Per me è una di quelle robe incredibili e impensabili, forse perché il ruolo di decisore infallibile, giudice inappellabile, non lo reggerei mai, troppa responsabilità, avrei dubbi amletici continui, fallo o non fallo questo è il problema; e poi mi metterei lì a bordo campo a esporre le mie ragioni e a sentire quelle degli altri, tipo gruppo di terapia, senza arrivare da nessuna parte. Partita sospesa per divergenze emotive.

E poi l’arbitro, almeno sulla carta, è fuori dai giochi, non partecipa, non suda, non lotta, non soffre, rimane indifferente alle sorti della competizione e io invece arbitrariamente comincerei a entrare in empatia con la giocatrice più scarsa, con quella che non le entra niente ma niente e forse qualche fallo a suo favore, per mandarla in lunetta, lo fischierei. Per poi stare lì con sguardo finto-impassibile a lanciarle la palla per i tiri liberi e tifare dentro di me: dai dai dai che un canestro lo metti!

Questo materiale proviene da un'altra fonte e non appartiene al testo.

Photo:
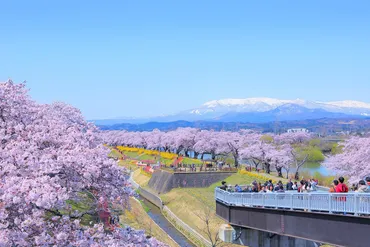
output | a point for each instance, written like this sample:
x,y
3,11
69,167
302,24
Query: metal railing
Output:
x,y
351,203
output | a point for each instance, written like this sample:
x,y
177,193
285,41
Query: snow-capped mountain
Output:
x,y
267,104
259,110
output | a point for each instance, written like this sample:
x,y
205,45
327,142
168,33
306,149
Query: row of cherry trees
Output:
x,y
50,154
279,151
354,160
261,150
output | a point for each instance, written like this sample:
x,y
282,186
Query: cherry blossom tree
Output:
x,y
353,162
206,142
294,143
49,157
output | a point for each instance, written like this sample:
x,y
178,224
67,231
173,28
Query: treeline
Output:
x,y
283,152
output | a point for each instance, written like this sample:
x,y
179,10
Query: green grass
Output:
x,y
186,203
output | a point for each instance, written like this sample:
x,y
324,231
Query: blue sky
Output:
x,y
139,58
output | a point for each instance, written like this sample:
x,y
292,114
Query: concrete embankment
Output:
x,y
164,181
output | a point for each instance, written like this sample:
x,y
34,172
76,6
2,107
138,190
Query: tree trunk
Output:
x,y
267,168
278,169
213,156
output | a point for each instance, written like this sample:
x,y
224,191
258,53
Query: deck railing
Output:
x,y
351,203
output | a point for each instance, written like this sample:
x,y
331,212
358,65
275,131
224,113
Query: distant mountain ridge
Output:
x,y
258,110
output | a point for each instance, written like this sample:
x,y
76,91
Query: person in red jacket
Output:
x,y
342,187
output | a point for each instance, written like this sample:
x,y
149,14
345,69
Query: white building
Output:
x,y
297,130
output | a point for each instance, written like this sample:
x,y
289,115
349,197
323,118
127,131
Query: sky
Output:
x,y
145,58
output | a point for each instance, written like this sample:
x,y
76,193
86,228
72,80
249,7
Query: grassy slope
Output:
x,y
187,203
139,219
140,178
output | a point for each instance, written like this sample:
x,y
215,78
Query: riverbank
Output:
x,y
138,218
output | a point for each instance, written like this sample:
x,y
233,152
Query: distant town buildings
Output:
x,y
297,130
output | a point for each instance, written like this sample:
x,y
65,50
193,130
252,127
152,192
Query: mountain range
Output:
x,y
257,110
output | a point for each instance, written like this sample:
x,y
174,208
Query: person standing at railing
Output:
x,y
342,187
295,186
368,184
238,188
362,187
289,185
223,186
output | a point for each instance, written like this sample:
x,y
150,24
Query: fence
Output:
x,y
186,229
352,203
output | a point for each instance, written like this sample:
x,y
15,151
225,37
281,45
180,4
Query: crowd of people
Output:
x,y
304,186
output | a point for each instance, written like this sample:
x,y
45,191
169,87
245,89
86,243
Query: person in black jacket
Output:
x,y
289,185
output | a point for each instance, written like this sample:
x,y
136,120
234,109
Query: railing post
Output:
x,y
356,199
291,201
276,201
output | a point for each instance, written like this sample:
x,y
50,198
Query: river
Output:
x,y
157,217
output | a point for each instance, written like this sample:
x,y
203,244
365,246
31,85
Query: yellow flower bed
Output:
x,y
164,155
256,176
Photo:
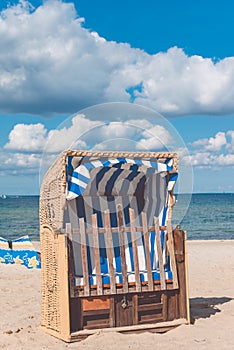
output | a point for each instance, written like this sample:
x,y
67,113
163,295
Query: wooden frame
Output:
x,y
72,313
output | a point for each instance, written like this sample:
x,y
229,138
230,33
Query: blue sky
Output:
x,y
58,57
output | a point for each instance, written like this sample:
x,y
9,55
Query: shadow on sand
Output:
x,y
205,307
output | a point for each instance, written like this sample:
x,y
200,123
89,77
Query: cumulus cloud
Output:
x,y
214,152
79,132
64,67
27,137
212,144
32,144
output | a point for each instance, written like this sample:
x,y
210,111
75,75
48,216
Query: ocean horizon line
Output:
x,y
176,194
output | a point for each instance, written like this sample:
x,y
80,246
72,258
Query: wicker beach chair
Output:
x,y
110,258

Che poi se sei Dio, mi sono detta dalla tribuna guardando l’ennesima partita, devi avere un decoro, un’eleganza come dio comanda, non è che puoi avere il pantalone di lycra stretto, che ti tira da tutte le parti, che manco riesci a correre o così lungo che finisce sotto le scarpe e sembra che ci inciampi a ogni corsa su e giù per il campo. Possibile che gli arbitri non abbiano una mamma che gli sistemi l’orlo, una fidanzata o un amico hipster che li consigli per la taglia giusta?

Ma forse l’arbitro fa l’arbitro per non essere mai giudicato, nemmeno da me in tribuna che non ho di meglio da fare, e quindi si tiene i calzoni troppo aderenti o lunghi, libero e felice, tanto nessuno lo potrà cogliere in fallo. Perlomeno non finché starà in campo, giudice supremo.